Even a postcard could not capture the perfection of the scene as it was a day
torn right out of the guide book with the serene eyes of Buddha watching over
the scene. In the golden afternoon light we moved on to the old Yangtse Dzong
where things took a turn for the magical. The old Dzong was constructed by Pema
Lingpa and company at the same time as Trashigang. The Dzong had no written
plans and no nails were used in the miraculous architectural feat. The original
Trashiyangtse Dzong is perched on a hillock at the nexus of an endless
wilderness. Below the Dzong is a mighty Cypress that overlooks the river and verdant
valley tucked into a smothering forest. This is the old trade route between
Tibet and Bhutan and the Rodung La trek which connects Yangtse to Bumthang via
Lhuntse. There are said to be many ghost in this remote part of Bhutan. We breezed through the regal courtyard and
into the ancient edifice. The cherry wood floors were exquisite and we ascended
steep ladder stairs up several levels reaching an interior alter room. In that
room we bumped into a group of monks accompanying the Trashigang governor and
his compatriots. On display was a rare statue of the god of compassion with its
thousand arms. We got a blessing of holy water from a chalice before leaving
the sanctum. Once in the courtyard we preceded to the main Lhakang an eloquent room
where we lit butter lamps. A young monk frantically searched for reserve lamps
for the governor who was on our heels. The butter lamps we lit were earmarked
for the distinguished guests but in this temple we all were treated with equal
compassion, dignity, and grace. The sun plunged beneath the pine crest ridge
illuminating a northern pinnacle in glittering gold. We hopped back in the taxi
and made the run back to Trashigang in about two hours flat. That night we found
a stairway to heaven and climbed into the upper reaches of the horseshoe valley
above the town. A rare appearance of stars twinkled above the silhouetted trees
and the Milky Way stretched across the Himalayan sky. But these stars seemed
far away and out of reach. They vibrated in tiny frequencies from another
universe or dimension like T.V’s flickering in roadside motel windows. We couldn’t help ask ourselves if they really
existed at all, or for that matter did we?

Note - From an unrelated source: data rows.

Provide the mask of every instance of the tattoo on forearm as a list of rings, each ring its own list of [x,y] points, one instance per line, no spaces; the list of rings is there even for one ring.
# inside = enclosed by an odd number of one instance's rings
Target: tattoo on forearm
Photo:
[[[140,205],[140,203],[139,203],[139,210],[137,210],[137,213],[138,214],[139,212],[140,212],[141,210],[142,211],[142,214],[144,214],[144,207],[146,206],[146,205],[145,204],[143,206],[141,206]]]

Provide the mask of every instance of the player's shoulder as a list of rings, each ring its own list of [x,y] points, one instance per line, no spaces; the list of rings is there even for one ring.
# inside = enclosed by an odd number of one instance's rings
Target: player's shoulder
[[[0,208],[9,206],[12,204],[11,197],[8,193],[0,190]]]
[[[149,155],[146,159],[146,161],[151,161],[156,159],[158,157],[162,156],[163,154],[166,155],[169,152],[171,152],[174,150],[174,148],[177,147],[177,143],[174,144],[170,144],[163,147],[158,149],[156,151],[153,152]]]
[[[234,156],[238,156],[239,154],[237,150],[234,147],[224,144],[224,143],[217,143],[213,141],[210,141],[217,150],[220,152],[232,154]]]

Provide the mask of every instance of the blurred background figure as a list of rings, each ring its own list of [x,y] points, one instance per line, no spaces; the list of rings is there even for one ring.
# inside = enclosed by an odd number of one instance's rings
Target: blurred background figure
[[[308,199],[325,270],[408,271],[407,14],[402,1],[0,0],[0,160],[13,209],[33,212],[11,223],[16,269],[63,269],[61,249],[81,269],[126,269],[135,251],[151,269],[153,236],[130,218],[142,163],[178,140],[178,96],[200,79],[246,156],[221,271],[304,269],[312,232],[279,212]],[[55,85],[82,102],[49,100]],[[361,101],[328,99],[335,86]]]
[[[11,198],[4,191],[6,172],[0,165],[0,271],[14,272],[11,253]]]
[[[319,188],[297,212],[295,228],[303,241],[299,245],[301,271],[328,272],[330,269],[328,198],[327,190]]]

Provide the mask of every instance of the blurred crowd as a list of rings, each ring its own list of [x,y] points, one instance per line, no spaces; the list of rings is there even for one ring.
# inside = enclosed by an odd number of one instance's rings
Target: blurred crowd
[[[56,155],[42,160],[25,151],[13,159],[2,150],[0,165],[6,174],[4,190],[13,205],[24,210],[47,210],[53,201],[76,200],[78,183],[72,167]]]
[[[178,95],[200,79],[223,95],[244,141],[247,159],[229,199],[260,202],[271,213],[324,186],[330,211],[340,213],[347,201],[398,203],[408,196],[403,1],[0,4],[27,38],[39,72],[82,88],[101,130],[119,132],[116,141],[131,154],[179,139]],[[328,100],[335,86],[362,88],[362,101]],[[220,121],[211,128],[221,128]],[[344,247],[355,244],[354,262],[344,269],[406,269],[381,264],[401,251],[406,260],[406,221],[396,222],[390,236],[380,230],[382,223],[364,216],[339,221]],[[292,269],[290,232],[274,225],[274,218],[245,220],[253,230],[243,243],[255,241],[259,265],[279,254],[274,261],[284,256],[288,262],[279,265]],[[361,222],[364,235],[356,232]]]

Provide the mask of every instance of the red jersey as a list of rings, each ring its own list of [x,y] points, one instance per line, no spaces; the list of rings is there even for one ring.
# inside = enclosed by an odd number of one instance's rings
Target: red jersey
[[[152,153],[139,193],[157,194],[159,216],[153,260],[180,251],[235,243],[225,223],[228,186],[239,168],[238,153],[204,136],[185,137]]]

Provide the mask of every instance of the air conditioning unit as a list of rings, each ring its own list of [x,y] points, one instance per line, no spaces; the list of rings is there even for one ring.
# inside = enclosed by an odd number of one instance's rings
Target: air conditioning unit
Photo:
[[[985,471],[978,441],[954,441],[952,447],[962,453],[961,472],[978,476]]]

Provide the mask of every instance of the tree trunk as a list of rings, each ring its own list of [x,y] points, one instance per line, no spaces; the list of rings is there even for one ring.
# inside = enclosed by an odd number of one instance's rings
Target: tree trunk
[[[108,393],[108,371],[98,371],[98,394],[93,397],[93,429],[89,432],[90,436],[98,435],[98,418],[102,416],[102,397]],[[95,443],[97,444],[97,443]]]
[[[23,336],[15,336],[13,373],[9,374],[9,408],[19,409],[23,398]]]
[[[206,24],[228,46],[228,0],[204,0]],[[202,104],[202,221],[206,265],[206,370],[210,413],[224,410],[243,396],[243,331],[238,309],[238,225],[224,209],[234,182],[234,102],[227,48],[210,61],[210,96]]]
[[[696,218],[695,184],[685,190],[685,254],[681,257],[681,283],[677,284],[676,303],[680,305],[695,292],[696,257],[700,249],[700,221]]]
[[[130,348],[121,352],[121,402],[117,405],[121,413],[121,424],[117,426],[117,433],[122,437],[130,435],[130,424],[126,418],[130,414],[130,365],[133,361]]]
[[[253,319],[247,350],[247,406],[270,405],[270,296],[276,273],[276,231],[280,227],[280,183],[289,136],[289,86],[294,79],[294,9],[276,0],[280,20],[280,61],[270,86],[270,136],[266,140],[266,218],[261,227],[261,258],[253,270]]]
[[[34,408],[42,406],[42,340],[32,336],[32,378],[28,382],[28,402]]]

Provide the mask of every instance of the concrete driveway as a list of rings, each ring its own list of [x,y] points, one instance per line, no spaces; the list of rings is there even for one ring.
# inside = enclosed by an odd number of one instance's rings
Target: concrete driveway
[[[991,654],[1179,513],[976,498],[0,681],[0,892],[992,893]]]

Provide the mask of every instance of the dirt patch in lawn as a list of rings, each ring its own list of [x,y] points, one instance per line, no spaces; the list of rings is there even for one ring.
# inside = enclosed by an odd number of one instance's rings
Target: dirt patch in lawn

Afterschool on Monday I wandered up to Zongdopelri where
Rinchen Wangmo was harvesting rice in a bamboo sifter. It was the clearest day
in Bhutan revealing two glacial peaks beyond Tawang. I have only glimpsed them
twice before and couldn’t believe what I was seeing, two Himalayan toppers like
diamonds eclipsed by my thumb. But there they were the throne of the gods, the
far eastern link in the chain that stretches from Pakistan, Nepal, Tibet, Bhutan,
to Arrunachal Pradesh. From my bonpo meadow the inner Himalaya sprawled in each
direction with countless peaks, ridges, and slopes with every conceivable
contour, the crown jewel, the dragon tail, the honeycomb and everything
between. Flocks of ravens soared in the four directions in esoteric formations
while prayer flags flapped in a crystal sky. It is god’s country if there is
such a thing.
Monk at Trashiyangtse Dzong, May |
Meme AKA Becky's Mountain |
When you finally discover if there is such a thing let us know dear author. Love you bra. Great post and descriptions of the intricate temples and countryside you explore. Can't wait to come do some with you in a few months!!!!